If you’ve followed my blog for a few years, you may know that one of my favorite designers is Stella Jean. I came across the brand many years ago, I think through Vogue Talents while I was looking up young, fresh, Italian design talent. This was before Beyoncé and Rihanna wore her pieces. Stella Jean’s designs, and who she was a person, Afro-Italian, Afro-Carribbean- Italian, stopped me in my tracks. Stella Jeans mom is Haitian and her collection then (and now) celebrated the duality of that Haitian-Roman identity in a burst of colors and patterns. I filled Pinterest pages, wish lists and mood boards with her designs. Referenced her collection to anyone that would listen. Seeing my first show of hers at the Armani/Teatro space in 2014, solidified my fanaticism. While styling in Italy for Tamu McPherson’s All the Pretty Birds, I got the opportunity to pull Stella Jean for one of my favorite looks!
That’s Stella Jean’s motto. Her work highlights and empowers diasporas of women around the world. Including them in globalization and economic trade, giving them agency to showcase their artistry and earn an income from this. She doesn’t just pull inspiration from other cultures but involve them in the creation of beautiful garments often working with the United Nations Industrial Development Organization. Considering all of this, when I was asked by All the Pretty Birds to be photographed for a showcase of Digital Creatives of Color in Italy and to attend the event with Camera della Moda, I knew exactly who I wanted to wear. The package didn’t make it in Rome in time for the shoot but made it in time for the event and some weekend shooting!

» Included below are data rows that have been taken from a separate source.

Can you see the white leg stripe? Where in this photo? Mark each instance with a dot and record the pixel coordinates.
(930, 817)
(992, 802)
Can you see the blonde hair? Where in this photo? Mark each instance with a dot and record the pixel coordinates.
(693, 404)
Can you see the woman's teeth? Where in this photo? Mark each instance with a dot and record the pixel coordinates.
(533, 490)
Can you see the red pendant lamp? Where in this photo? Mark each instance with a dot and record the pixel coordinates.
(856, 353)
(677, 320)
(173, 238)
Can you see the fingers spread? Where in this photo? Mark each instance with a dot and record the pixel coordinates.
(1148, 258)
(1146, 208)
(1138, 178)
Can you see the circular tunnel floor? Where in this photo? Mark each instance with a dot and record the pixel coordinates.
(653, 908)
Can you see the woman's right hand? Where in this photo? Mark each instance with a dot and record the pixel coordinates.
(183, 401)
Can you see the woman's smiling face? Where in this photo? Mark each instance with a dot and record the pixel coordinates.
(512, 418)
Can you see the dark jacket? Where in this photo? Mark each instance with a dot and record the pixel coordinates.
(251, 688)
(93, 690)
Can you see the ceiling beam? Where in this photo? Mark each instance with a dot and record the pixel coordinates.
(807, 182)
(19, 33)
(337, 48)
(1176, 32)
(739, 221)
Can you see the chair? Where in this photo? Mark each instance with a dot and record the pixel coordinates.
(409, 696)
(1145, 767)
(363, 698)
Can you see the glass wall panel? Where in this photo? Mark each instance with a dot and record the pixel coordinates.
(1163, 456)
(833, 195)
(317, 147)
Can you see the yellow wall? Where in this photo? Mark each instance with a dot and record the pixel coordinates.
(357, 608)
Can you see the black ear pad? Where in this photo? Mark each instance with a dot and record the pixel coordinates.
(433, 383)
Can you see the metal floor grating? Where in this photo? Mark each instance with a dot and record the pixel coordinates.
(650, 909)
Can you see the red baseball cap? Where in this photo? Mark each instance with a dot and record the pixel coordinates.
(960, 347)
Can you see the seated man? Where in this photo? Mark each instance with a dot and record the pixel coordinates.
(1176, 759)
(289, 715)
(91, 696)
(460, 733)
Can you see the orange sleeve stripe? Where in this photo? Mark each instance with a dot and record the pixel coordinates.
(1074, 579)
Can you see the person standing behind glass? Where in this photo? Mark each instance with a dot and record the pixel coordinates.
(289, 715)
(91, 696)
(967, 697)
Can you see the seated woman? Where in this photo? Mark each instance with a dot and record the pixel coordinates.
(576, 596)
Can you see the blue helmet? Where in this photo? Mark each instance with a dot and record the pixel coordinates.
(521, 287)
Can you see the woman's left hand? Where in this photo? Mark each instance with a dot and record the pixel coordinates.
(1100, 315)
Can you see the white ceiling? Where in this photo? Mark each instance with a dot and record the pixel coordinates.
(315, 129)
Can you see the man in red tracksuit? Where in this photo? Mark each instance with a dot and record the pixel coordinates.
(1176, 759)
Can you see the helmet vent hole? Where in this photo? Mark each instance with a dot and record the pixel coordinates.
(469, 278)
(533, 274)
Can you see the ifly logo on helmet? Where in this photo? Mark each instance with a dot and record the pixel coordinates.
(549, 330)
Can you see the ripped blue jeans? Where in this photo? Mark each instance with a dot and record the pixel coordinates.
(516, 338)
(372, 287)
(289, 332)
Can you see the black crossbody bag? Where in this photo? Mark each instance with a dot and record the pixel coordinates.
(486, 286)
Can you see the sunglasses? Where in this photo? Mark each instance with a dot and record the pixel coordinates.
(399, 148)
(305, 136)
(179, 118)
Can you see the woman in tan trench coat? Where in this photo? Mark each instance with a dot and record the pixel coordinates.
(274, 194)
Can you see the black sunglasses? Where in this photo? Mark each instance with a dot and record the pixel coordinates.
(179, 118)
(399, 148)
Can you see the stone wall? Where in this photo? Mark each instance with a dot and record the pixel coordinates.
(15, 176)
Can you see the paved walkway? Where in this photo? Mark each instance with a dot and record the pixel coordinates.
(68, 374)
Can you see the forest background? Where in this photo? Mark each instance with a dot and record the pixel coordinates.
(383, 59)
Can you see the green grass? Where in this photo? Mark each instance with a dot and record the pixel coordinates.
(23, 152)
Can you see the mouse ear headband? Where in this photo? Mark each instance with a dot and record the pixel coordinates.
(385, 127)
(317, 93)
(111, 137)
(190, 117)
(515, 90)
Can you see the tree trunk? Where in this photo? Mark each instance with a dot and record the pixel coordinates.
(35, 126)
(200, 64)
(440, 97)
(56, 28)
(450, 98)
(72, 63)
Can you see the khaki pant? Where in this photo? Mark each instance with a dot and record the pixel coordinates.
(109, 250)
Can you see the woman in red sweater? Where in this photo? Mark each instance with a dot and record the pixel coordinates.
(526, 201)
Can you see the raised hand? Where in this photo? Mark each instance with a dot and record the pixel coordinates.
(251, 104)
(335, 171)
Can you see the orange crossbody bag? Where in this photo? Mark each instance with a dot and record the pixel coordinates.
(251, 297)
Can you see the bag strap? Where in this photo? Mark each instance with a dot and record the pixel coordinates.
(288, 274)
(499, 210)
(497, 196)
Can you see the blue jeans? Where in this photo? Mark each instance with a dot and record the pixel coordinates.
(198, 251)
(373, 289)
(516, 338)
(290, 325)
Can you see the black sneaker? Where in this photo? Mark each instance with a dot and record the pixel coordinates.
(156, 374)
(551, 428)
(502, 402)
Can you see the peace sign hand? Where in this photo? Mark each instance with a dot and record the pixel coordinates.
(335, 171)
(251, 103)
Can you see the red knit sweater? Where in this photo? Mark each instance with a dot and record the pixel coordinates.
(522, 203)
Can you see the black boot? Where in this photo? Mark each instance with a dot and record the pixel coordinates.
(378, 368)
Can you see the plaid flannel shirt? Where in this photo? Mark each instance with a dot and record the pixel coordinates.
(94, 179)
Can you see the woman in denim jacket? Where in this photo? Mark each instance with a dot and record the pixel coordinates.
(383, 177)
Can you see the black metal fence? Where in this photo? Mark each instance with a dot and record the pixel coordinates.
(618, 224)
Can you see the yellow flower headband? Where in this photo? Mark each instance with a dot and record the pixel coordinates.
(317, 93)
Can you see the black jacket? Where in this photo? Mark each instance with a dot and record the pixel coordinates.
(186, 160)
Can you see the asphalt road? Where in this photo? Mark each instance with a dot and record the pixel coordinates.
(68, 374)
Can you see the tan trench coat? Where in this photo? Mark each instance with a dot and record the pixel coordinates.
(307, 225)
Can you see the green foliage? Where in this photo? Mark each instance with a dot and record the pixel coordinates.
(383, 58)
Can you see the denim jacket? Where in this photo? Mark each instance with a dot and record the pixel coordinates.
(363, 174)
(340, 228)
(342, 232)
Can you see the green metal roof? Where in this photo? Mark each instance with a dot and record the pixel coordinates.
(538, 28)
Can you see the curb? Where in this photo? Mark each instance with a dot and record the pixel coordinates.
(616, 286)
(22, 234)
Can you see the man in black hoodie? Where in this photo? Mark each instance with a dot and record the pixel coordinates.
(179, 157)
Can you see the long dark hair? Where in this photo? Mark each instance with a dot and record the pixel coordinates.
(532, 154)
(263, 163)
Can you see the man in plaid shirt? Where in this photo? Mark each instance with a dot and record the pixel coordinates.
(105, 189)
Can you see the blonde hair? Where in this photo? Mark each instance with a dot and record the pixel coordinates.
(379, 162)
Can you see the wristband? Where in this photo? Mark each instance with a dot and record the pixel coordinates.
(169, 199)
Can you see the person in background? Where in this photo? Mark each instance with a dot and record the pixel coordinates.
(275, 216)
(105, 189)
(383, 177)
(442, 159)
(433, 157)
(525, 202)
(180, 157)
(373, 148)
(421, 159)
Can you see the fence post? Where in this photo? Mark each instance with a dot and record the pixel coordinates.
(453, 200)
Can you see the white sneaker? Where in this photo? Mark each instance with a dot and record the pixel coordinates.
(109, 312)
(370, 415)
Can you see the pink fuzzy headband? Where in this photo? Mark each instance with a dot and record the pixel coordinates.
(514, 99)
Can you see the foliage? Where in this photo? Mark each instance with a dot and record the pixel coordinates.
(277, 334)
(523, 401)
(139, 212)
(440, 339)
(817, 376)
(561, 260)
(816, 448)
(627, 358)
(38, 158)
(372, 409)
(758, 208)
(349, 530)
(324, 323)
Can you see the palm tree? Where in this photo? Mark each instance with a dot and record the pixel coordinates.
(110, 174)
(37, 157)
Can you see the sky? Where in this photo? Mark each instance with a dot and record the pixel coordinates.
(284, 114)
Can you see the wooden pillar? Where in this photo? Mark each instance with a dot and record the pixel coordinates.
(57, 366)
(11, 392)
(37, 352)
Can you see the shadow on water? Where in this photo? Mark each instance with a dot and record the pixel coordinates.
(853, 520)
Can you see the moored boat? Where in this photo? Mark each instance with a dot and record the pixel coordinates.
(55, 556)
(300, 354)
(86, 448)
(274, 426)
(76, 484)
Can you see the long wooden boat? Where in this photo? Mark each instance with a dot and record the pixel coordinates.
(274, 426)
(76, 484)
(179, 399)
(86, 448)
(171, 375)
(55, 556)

I pulled mainly from the Spring 2020 collection which highlighted the artistry of the Kalash women in Chitral region of Pakistan. There are only 3,000 people in these remote valleys and Stella Jean collaborated Chitral Women’s Handicrafts Center, founded by the 22-year-old Karishma Ali on the fabric for this collection — incorporating the over 4,000 metres of fabric in her designs for the collection. This provides economic opportunity and brings awareness to a community that is dying out. This is the first time the embroideries have left the region.